Cost control happens inside hospitals.
This is why patient-side hospital broking is not an optional layer — it is a necessary one.
Health Samadhan exists to fill this gap. We act as hospital brokers for patients, representing them before admission for planned and elective procedures. Our role is not medical. We do not influence treatment decisions or doctor choice. We focus exclusively on the financial structure of hospitalisation.
When a patient approaches us, we review their diagnosis, procedure recommendation, and existing hospital quote. We benchmark it. We negotiate across multiple hospitals. We work on package structures, inclusions, exclusions, non-payables, room categories, and insurance optimisation. We present clear options before admission so patients can make informed choices.

This is exactly what insurers do — but for institutions.
We do it for individuals.
The absence of hospital brokers has long been justified by culture. Healthcare is seen as sacred. Questioning costs is considered inappropriate. Patients are expected to trust the system entirely. But trust does not require silence. Hospitals themselves negotiate because they understand pricing is flexible. There is no ethical contradiction in patients doing the same.
The discomfort around hospital negotiations has only benefited one side.
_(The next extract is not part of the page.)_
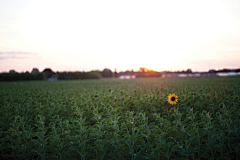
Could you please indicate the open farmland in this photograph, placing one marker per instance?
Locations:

And it is not the patient.
Introducing hospital broking does not threaten care quality. It does not commoditise healthcare. It simply introduces balance. When patients have representation, transparency improves. Pricing becomes clearer. Out-of-pocket costs reduce. And trust, paradoxically, increases — because expectations align with reality.
It is worth asking why we accepted insurance brokers so easily but hesitated to imagine hospital brokers. Perhaps because insurance buying happens in calm moments, while hospitalisation happens in crisis. Perhaps because the financial impact of hospital pricing was underestimated. Or perhaps because the system evolved without considering patient voices.
Whatever the reason, the gap is now impossible to ignore.
Healthcare spending in India is rising. Private hospitals dominate care delivery. Insurance penetration is growing — but so are out-of-pocket expenses. Families are financially exposed not because they lack coverage, but because pricing remains opaque.
The next evolution of Indian healthcare will not come from more apps, more cards, or more schemes. It will come from restoring balance at the negotiation table.
Patients deserve representation — not after discharge, but before admission.
That is the role hospital brokers were always meant to play.
And that is why Health Samadhan exists.